Lastly, in terms of gameplay, there is dialogue itself. It’s not that it’s truly bad, quite the opposite, in fact. Olivia Lepore, Amelia Sarigisson, Andrea Carter, and Natalie Liconti do an amazing job voicing Swann, Nora, Autumn and Kat, respectively, in Lost Records: Bloom & Rage – Tape 1. They manage to perfectly capture both the playful lightheartedness of teenage girls and the toned-down seriousness of their adult counterparts, now weighted by their lives and the untold events of the past.

But my problem with Lost Records: Bloom and Rage – Tape 1 is more my problem with a lot of these games—that after almost 13 years, none of these games have ever managed to believably capture how human beings talk or naturalistic dialogue. While it does an interesting thing by giving players limited options but adds others if they wait for certain cues, it still only ever gives players two options for the majority of dialogue, and sometimes both choices can just be so counter to what the situation needs players have no real way to respond.
It becomes an issue of real humans, even 16-year-old girls in the 90s wouldn’t talk like this. Not only that, so much of the “conversations” feel stilted—like actors reading their lines and nervously waiting for cues. The dialogue will abruptly end if players make a choice, characters will awkwardly talk over one another—I imagine this was meant to make it sound natural but it just comes off like bad mixing—and it always feels written and never truly spoken.

I will say, though, from an audio/visual perspective, Lost Records: Bloom & Rage – Tape 1 is incredibly executed. There are a few hiccups here and there with texture load-in and some weird audio balancing, but throughout the majority of the experience, every scene is well-framed and executed with cinematic gravitas.
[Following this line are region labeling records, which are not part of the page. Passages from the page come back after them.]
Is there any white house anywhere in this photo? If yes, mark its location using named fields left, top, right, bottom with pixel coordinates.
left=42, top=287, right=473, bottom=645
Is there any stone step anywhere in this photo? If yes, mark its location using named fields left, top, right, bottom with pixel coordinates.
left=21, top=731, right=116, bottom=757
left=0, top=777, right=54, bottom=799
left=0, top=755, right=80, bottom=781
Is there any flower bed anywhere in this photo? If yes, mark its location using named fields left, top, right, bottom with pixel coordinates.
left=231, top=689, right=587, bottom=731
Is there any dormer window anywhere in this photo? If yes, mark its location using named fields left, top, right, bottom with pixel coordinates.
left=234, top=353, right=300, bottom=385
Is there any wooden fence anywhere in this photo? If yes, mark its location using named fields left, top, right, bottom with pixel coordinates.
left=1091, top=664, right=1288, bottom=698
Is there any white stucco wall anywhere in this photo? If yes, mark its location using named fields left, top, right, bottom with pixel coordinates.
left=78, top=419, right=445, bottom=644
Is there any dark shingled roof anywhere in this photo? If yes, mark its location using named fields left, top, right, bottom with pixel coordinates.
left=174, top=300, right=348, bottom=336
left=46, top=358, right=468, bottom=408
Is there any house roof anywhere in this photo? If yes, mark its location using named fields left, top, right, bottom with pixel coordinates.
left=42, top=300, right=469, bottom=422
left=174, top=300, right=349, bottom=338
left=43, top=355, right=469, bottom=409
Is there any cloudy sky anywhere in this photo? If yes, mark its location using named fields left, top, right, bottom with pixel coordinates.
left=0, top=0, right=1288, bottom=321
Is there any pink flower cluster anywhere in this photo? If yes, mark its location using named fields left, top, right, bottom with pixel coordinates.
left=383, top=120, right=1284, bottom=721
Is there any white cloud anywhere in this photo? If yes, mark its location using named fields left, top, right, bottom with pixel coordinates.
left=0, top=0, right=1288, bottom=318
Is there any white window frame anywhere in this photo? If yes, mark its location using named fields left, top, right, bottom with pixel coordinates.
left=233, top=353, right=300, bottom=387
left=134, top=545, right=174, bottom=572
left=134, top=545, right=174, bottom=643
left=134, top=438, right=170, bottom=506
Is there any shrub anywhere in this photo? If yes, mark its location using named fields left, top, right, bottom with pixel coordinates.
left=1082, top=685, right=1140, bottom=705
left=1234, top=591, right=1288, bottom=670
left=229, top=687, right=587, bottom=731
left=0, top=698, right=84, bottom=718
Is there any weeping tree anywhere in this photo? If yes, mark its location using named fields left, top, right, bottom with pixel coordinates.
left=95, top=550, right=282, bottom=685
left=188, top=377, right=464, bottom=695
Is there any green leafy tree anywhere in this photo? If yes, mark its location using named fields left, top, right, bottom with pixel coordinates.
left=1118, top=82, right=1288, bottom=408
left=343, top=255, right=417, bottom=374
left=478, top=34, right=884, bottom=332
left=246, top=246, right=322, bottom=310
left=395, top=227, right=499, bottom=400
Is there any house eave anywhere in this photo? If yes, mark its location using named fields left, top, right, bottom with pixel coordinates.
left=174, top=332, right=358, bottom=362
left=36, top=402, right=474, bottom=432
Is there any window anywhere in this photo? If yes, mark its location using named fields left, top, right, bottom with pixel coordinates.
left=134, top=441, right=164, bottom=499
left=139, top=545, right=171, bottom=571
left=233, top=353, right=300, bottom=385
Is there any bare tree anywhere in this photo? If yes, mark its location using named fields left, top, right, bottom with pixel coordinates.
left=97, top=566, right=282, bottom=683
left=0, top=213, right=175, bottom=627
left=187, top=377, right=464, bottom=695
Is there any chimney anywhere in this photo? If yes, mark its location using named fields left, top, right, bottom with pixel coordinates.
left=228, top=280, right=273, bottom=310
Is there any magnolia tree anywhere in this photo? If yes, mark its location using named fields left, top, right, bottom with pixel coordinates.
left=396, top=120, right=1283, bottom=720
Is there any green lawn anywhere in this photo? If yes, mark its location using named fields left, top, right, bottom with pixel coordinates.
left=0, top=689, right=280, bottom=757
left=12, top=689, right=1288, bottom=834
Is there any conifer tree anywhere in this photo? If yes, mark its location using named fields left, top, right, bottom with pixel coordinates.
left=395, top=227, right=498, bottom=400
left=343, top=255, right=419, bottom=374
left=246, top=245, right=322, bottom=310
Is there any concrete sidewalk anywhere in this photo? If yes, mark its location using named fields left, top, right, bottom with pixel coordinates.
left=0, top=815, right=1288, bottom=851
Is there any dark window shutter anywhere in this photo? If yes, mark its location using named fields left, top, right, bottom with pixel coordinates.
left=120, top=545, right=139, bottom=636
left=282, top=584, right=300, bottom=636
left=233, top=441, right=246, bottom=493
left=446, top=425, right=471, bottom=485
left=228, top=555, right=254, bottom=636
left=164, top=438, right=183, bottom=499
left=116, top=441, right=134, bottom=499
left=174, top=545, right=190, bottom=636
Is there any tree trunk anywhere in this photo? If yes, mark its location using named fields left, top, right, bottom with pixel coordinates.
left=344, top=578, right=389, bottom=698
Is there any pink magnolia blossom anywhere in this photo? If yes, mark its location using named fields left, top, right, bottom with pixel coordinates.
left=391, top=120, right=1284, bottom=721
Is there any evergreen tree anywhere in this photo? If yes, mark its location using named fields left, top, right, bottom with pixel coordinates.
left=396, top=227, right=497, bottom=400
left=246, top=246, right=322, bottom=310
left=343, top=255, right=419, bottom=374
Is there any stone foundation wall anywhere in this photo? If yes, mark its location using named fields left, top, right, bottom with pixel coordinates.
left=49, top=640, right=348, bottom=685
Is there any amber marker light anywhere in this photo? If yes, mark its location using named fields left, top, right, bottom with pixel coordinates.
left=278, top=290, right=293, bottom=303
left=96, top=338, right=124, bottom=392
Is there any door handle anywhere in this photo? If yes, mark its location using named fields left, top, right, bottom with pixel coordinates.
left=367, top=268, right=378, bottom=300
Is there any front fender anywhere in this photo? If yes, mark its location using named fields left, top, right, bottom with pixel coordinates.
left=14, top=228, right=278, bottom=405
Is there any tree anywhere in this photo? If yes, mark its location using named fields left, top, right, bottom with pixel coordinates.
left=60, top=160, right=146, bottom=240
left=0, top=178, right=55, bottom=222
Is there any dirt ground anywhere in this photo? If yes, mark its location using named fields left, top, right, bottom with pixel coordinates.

The soundtrack is also very well suited to match the tone and feeling of each scene, and even though I said it feels way more like 80s music than 90s, it still does a great job capturing the moment.
Like I said at the top, Lost Records: Bloom & Rage – Tape 1 is a bit of a mixed bag. It’s a bit disappointing because I really liked the story of Swann and her friends, and the foundation for something great is definitely there. It’s just a shame it takes way too long to kind of get nowhere—like I said, even if you split your story in two, it still needs to follow a proper story structure. I genuinely worry that this first Tape may put people off experiencing the second.